Electronic – ATtiny45 pin change interrupt PB5

attinyavrgpioinputinterrupts

On the ATTiny45 data sheets it states that PB5 can be used as a digital IO pin and I want to use it to trigger a pin change interrupt, my only issue is that it is also the reset pin and the moment I connect it to ground to try and trigger an interrupt it resets the ATTiny. Is it possible to use this pin for interrupts and if so how?

Best Answer

Until I checked the ATtiny45 datasheet today I was convinced that you can't program the AVR after programming RSTDSBL in Fuse High Byte. But then I stumbled over this note under Table 6-7 Start-up Times for Internal Calibrated RC Oscillator Clock"

Note: 1. If the RSTDISBL fuse is programmed, this start-up time will be increased to 14CK + 4 ms to ensure programming mode can be entered.

Now it doesn't mention what programming mode is refered to, either High Voltage or SPI. So if your programmer supports it, you may be able to enter the programming mode within 4ms after power up, instead of using the "\$\overline{\text{RESET}}\$-line protocol" (don't know the proper name for it). You should even be able to verify this without programming the RSTDISBL fuse, and just by programming Start Up Times (SUT[1:0] in Fuse Low Byte) for the internal RC osscillator.

Chapter 20 on page 147 and onwards explains various modes for programming of the devices, but fails to mention the RSTDISBL fuse. Seems you need trial-and-error to be 100% sure ...

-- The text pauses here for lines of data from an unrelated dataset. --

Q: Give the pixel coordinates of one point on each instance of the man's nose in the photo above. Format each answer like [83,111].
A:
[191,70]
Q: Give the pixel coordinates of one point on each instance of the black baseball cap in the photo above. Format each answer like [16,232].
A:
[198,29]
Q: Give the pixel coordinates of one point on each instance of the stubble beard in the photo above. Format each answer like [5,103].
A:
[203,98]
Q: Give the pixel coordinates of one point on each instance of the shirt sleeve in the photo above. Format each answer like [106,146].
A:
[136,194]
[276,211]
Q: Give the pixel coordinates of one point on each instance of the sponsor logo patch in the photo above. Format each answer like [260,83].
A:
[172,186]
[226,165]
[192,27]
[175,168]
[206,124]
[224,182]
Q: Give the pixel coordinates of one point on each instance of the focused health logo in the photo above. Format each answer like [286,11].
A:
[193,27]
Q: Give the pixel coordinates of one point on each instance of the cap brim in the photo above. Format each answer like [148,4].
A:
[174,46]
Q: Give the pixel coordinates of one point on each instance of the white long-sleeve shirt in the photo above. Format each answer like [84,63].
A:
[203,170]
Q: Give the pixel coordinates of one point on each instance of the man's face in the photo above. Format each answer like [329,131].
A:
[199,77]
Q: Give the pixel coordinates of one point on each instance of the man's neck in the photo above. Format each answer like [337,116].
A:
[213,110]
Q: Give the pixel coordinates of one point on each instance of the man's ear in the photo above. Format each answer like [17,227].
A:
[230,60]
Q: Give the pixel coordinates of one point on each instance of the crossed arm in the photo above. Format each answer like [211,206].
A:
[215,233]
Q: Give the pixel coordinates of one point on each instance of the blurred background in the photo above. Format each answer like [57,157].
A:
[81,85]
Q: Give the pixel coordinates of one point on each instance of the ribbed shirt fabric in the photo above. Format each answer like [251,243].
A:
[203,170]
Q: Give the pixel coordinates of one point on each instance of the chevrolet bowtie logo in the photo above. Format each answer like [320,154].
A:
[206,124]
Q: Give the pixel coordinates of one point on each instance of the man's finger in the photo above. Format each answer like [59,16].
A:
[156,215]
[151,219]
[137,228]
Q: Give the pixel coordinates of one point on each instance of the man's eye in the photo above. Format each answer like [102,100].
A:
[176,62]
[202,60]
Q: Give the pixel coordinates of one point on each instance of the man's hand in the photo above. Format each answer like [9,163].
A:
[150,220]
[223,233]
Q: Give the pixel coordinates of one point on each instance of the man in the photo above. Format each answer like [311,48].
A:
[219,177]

I personally use Arduino to ISP program AVR's and I suppose one should be able to hack the ArduinoISP sketch to power up the AVR and start the programming handshake within 4ms after that. But I never tried it myself.

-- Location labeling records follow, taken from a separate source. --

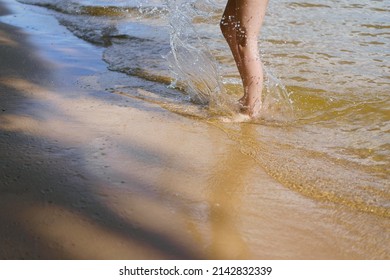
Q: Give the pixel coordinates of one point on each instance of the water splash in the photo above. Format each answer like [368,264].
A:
[194,68]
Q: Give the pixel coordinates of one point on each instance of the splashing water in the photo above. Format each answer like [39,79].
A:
[337,146]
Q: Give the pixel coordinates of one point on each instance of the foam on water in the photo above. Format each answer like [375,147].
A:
[325,122]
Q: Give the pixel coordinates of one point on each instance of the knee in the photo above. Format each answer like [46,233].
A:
[227,27]
[242,37]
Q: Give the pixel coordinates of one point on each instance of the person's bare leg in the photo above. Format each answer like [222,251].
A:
[228,25]
[250,16]
[240,25]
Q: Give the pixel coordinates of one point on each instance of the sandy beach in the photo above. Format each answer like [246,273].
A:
[89,174]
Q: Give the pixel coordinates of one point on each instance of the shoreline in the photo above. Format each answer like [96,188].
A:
[87,174]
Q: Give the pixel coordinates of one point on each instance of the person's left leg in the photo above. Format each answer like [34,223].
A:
[250,15]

Of course you could reset the fuses for your controller using a high voltage programmer like the AVR Dragon. (Dragon apparently isn't able to power cycle the target device, so Dragon won't support programming without utilizing the \$\overline{\text{RESET}}\$-line). On the other hand, Dragon does support HV programming, which solves your problem either way.

Or you could improvise an HV-programmer to reset the default fuses.